The tow operator didn't immediately respond Friday to messages from The Associated Press.
Barstow police allege Brooks, 41, sped away with the tire still flat and tossed objects from the vehicle before a spike strip was deployed to disable the SUV and he tangled with uniformed officers and the police dog at the side of the freeway. The objects were not described, and police didn't respond to questions about whether Brooks was armed.

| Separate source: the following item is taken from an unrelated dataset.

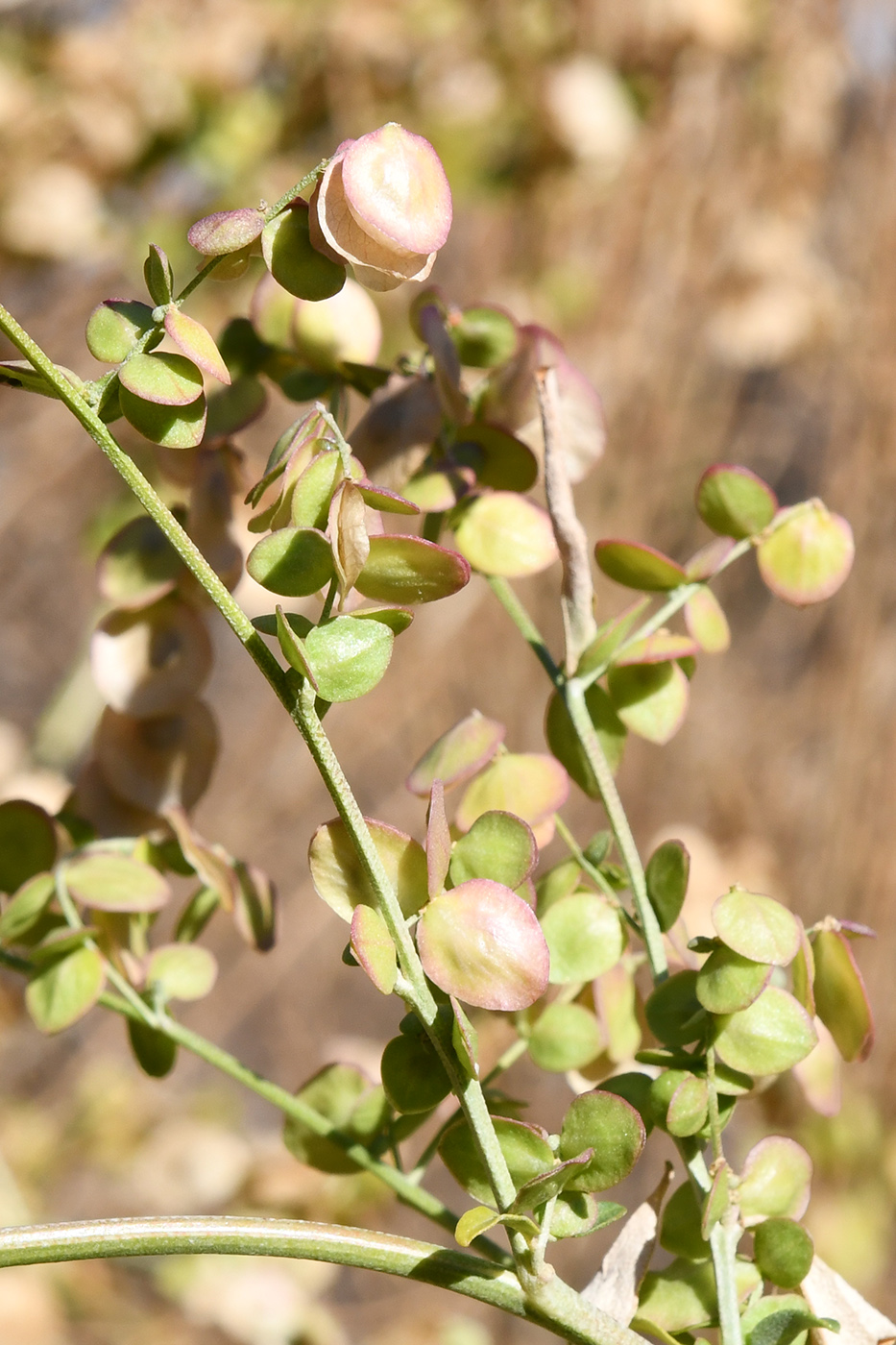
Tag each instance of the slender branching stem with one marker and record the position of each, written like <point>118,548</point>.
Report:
<point>303,715</point>
<point>591,746</point>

Witness Jennifer Simpson said she was alerted to the chase by police helicopters overhead and saw a man get out of a red four-door SUV after it veered to the side of the road near Victorville, about 180 miles southwest of Las Vegas.

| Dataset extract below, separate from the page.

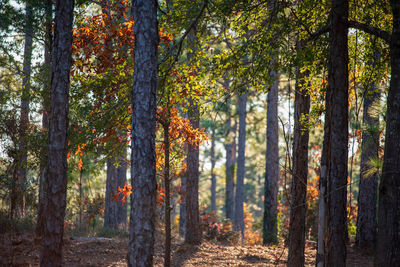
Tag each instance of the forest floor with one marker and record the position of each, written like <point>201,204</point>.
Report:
<point>24,250</point>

Simpson, a mother of two who lives in an apartment near the interstate, said the man didn't follow officers' commands to turn around and put his hands in the air. He instead ran back to the SUV, chased by a police dog.

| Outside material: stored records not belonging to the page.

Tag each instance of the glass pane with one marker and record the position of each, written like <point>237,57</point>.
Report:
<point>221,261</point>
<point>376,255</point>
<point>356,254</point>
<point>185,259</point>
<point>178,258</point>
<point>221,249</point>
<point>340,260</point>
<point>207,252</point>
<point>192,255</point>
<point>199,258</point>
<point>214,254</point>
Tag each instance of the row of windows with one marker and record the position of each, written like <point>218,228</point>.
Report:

Simpson said the driver shut himself in the vehicle before several officers with guns drawn pulled him out. She said she saw at least one officer punch the man several times.
Simpson's husband videotaped four minutes of the struggle, in which uniformed officers wrestle the driver to the ground in front of the SUV and an officer in a tan uniform raises his arms three times in apparent punching motions. The driver cannot be seen on the ground.
Kris Reilly, city editor of The Daily Press in Victorville, said he arrived to see the motorist a few minutes later, struggling against wrist and ankle restraints as he was loaded on a gurney into an ambulance.
"He was yelling something to the effect that, `These cops are going down!"' Reilly said. "He was yelling quite a bit."
Barstow Police Chief Albert Ramirez released a statement alleging that when the police dog was sent into the SUV, Brooks choked and hit the dog with a socket wrench. The dog, named Buck, was treated by a veterinarian head and leg cuts.
"Brooks continued to resist the officers and not comply with their orders," the Barstow police statement said. "A Taser was used on Brooks and after this, handcuffs were applied."
The police report does not describe any police officers being injured and doesn't address whether officers punched Brooks.
Telephone and email messages for Ramirez and other Barstow police supervisors weren't returned.
Brooks was examined at Barstow Community Hospital before he was taken to a San Bernardino County jail in Rancho Cucamonga, police said.
Jail records showed Brooks was being held on $100,000 bail on four felony charges including resisting a police officer with force, willful harm to a police service dog, felony evading arrest and throwing objects from a vehicle with intent to harm.
San Bernardino County sheriff's spokeswoman Cindy Bachman said Brooks was due for arraignment Tuesday in Barstow.
Brooks' expulsion from the state Assembly came by voice vote following a recommendation from a bipartisan panel that met largely behind closed doors. The seven panel members voted 6-1 for expulsion after considering a more than 900-page investigative report produced by a Las Vegas lawyer hired as a special counsel.
A coalition of Nevada media outlets is seeking to have the investigative report made public.
Brooks' first arrest was Jan. 19, after he was accused of making threats toward legislative colleagues including Assembly Democratic Speaker Marilyn Kirkpatrick. North Las Vegas police said Brooks had a gun and ammunition in his car when he was arrested. The state attorney general's office hasn't filed criminal charges in the case.
Brooks was sworn in at the Legislature on Feb. 4, but was arrested again Feb. 10 at his estranged wife's home in Las Vegas after police alleged he tried to punch and grabbed for the gun of an officer who responded to a domestic dispute. Brooks faces a court hearing in May in Las Vegas on one felony and three lesser charges.